Istanbul's public digital infrastructure has a clutter problem. Across the Istanbul Metropolitan Municipality's open-data portals, the Istanbul Archaeological Museums' digitisation project, and the cultural heritage databases maintained under the Culture Ministry's regional directorate on Alemdar Caddesi, tens of thousands of duplicate image files have accumulated — the residue of multiple overlapping scanning campaigns, tourism board uploads, and volunteer digitisation drives over the past decade. Archivists and IT managers across the city are now confronting what to do about it.
The issue has grown urgent in 2026 for a practical reason: storage costs. Municipal cloud contracts in Turkey, denominated in US dollars to hedge against lira volatility, have climbed sharply as the lira has remained under sustained pressure. Maintaining redundant image copies is no longer a bureaucratic inconvenience — it is a measurable budget line. The Istanbul Metropolitan Municipality's technology directorate has flagged digital storage rationalisation as a priority task in its 2026 operational calendar, according to publicly available municipal procurement notices posted this spring.
What Other Cities Have Done
Amsterdam set an early benchmark. The Rijksmuseum's Rijksstudio platform, which went fully open-access in 2013 and has grown to host more than one million object images, invested heavily in perceptual hashing — a technique that assigns a unique fingerprint to each image based on visual content rather than filename — to detect and eliminate near-duplicate scans before they enter the public catalogue. By 2023 the museum's digital team reported that automated deduplication had reduced its working image repository size by roughly 18 percent, freeing significant server space and improving search result quality.
Seoul took a different approach. The National Folk Museum of Korea, located in Gyeongbokgung Palace, integrated AI-assisted duplicate detection directly into its ingest pipeline, meaning files are screened at the point of upload rather than cleaned up retrospectively. The system flags images with more than 85 percent visual similarity for human review before they are committed to the archive. Seoul's model has attracted attention from peer institutions across East Asia precisely because it prevents backlog formation rather than treating it after the fact.

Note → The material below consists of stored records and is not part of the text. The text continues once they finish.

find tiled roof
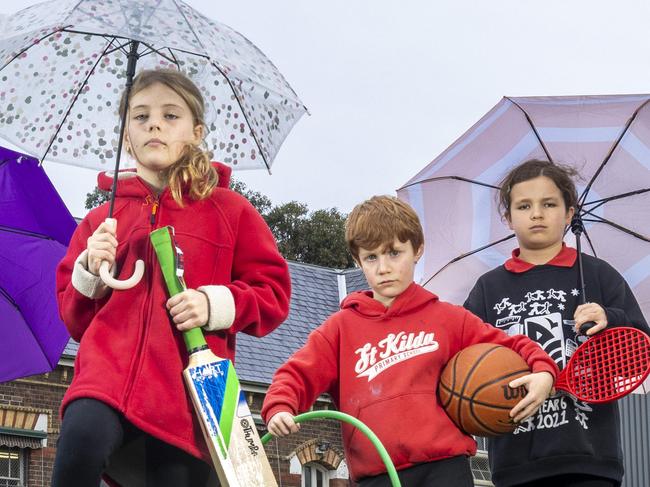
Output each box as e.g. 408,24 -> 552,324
62,340 -> 79,358
61,261 -> 367,386
342,266 -> 369,294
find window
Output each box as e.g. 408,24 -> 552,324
302,463 -> 329,487
0,448 -> 24,487
471,437 -> 493,486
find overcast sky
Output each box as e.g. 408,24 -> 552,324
3,0 -> 650,218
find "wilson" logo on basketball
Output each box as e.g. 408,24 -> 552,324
502,385 -> 528,400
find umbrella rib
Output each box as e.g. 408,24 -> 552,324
207,59 -> 273,172
580,212 -> 650,242
506,97 -> 553,162
58,28 -> 195,64
168,0 -> 273,171
166,48 -> 182,69
581,225 -> 597,257
578,98 -> 650,208
0,26 -> 70,73
39,36 -> 119,164
171,0 -> 209,56
0,224 -> 54,240
399,175 -> 500,191
0,285 -> 19,310
580,188 -> 650,213
64,0 -> 86,24
422,233 -> 516,287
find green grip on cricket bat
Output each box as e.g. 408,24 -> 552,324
151,227 -> 239,457
150,226 -> 207,352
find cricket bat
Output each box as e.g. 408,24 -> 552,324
150,226 -> 278,487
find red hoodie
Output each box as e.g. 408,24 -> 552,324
56,162 -> 290,462
262,283 -> 558,481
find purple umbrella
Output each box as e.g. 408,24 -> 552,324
0,145 -> 76,383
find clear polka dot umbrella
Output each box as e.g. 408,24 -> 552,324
0,0 -> 308,172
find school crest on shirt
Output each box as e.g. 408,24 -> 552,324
492,286 -> 593,432
354,331 -> 439,381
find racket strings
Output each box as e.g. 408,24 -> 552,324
568,328 -> 650,401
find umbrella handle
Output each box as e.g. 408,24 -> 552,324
99,259 -> 145,290
98,218 -> 145,290
579,321 -> 597,335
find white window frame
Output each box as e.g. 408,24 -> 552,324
0,447 -> 25,487
302,462 -> 330,487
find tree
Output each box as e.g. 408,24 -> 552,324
300,208 -> 355,268
230,178 -> 272,216
85,187 -> 110,210
84,177 -> 354,268
264,201 -> 310,262
264,203 -> 354,268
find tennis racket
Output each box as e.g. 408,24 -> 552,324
554,326 -> 650,403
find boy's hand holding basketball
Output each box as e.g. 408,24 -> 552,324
268,411 -> 300,437
509,371 -> 554,423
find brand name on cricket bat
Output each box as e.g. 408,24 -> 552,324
240,419 -> 260,456
355,330 -> 439,381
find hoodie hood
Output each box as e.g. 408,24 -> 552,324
341,282 -> 438,319
97,161 -> 232,193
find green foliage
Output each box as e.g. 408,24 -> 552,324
300,208 -> 355,269
264,201 -> 310,261
85,187 -> 111,210
230,179 -> 272,215
233,179 -> 353,268
84,177 -> 354,268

Istanbul's situation is more fragmented than either city's. Amsterdam's deduplication effort was centralised within a single institution. Seoul's was built into a greenfield digital system. Istanbul, by contrast, has dozens of institutions — the Topkapı Palace Museum directorate in Sultanahmet, the Istanbul Modern art museum that reopened in Galata in 2023, the Atatürk Library on Millet Caddesi in Beyazıt — each managing their own image repositories with little cross-institutional coordination. When the same Ottoman miniature or Bosphorus panorama is scanned independently by three separate bodies, nobody is automatically alerted.

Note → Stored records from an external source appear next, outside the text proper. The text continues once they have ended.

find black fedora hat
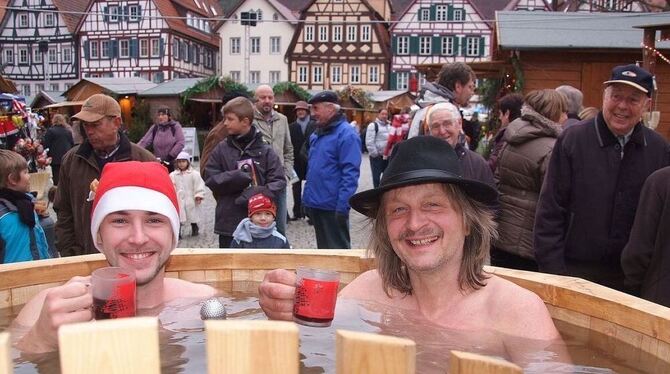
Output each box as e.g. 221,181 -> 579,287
349,136 -> 498,217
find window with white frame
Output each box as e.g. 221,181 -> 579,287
333,25 -> 342,42
33,48 -> 41,63
230,71 -> 240,82
346,25 -> 357,42
101,41 -> 110,58
419,8 -> 429,21
21,85 -> 30,96
270,37 -> 280,54
151,39 -> 160,57
436,5 -> 448,21
18,13 -> 28,27
368,65 -> 379,84
397,71 -> 408,90
250,71 -> 260,84
64,83 -> 73,90
453,9 -> 464,21
109,6 -> 120,22
230,37 -> 240,54
313,65 -> 322,83
318,26 -> 328,42
44,13 -> 55,27
129,5 -> 141,21
173,39 -> 180,59
304,25 -> 314,42
250,37 -> 260,54
270,71 -> 280,84
273,13 -> 278,21
90,41 -> 99,58
361,25 -> 371,42
140,39 -> 149,57
419,36 -> 431,55
298,65 -> 308,83
18,48 -> 28,64
397,36 -> 409,55
331,65 -> 341,83
441,36 -> 454,55
119,40 -> 129,57
350,65 -> 360,83
48,47 -> 57,63
50,83 -> 59,91
63,47 -> 72,62
466,37 -> 479,57
36,84 -> 45,92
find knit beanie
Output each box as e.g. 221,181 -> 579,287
90,161 -> 180,251
248,194 -> 276,218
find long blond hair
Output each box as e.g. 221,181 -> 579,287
368,184 -> 497,296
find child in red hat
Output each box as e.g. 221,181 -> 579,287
231,193 -> 289,248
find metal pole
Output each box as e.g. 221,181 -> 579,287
244,24 -> 250,85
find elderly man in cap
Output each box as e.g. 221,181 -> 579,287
258,136 -> 559,345
534,64 -> 670,291
302,91 -> 361,249
288,100 -> 315,220
54,94 -> 155,256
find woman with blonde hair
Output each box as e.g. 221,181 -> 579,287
493,89 -> 567,271
43,113 -> 74,185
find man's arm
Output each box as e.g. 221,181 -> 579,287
621,168 -> 667,294
53,152 -> 82,257
335,129 -> 362,215
533,135 -> 571,275
282,121 -> 294,177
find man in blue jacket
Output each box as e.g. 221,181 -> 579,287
302,91 -> 361,249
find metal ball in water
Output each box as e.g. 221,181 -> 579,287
200,297 -> 227,320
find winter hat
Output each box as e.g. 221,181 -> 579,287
90,161 -> 180,251
248,194 -> 276,218
176,151 -> 191,161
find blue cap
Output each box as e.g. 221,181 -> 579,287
308,91 -> 340,105
604,64 -> 654,97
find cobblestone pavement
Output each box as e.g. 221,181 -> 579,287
178,153 -> 374,250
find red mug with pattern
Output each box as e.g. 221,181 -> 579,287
91,267 -> 136,320
293,267 -> 340,327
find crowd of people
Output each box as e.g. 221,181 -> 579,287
2,61 -> 670,357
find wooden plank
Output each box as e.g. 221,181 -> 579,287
205,320 -> 299,374
10,282 -> 63,306
0,333 -> 11,374
58,317 -> 160,374
0,291 -> 10,310
336,330 -> 415,374
449,351 -> 522,374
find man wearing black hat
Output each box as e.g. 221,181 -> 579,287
288,100 -> 315,220
534,64 -> 670,291
258,136 -> 559,342
302,91 -> 361,249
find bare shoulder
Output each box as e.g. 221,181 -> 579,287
485,275 -> 559,340
339,270 -> 396,304
163,278 -> 217,302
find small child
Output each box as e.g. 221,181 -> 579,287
0,149 -> 52,263
169,151 -> 206,237
231,194 -> 290,248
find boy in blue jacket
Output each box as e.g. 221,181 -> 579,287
231,193 -> 289,248
0,150 -> 52,263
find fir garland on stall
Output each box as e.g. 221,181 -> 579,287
272,82 -> 311,101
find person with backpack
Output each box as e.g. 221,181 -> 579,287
364,108 -> 390,188
138,107 -> 185,172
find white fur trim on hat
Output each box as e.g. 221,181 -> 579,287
90,186 -> 180,251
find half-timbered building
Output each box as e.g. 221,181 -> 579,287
0,0 -> 88,97
216,0 -> 298,86
287,0 -> 391,91
388,0 -> 509,90
558,0 -> 657,12
77,0 -> 221,83
504,0 -> 552,11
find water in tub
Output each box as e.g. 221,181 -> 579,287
1,281 -> 667,373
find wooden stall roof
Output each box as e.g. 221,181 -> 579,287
63,78 -> 157,101
0,74 -> 16,93
30,90 -> 65,109
139,78 -> 202,97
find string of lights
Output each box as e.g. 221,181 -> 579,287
641,42 -> 670,65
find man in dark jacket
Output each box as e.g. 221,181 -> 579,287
288,101 -> 315,220
534,64 -> 670,291
621,166 -> 670,307
302,91 -> 361,249
54,94 -> 155,256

Local Efforts Taking Shape
There are early signs of coordination. The SALT research institution, which maintains archives across its Beyoğlu and Galata branches, has piloted a shared metadata schema with at least two partner organisations since late 2024, specifically designed to flag images whose descriptive tags suggest likely duplication before a full visual comparison is run. The approach is manual-heavy but workable at SALT's scale.
The larger municipal challenge belongs to the Istanbul Metropolitan Municipality's BELBIM subsidiary, which manages the city's broader technology infrastructure. BELBIM has issued a tender — visible on Turkey's public procurement platform ekap.kik.gov.tr — for a digital asset management system update, with duplicate detection listed among the functional requirements. The tender was posted in May 2026 with a submission deadline in late June; a contract award is expected by September.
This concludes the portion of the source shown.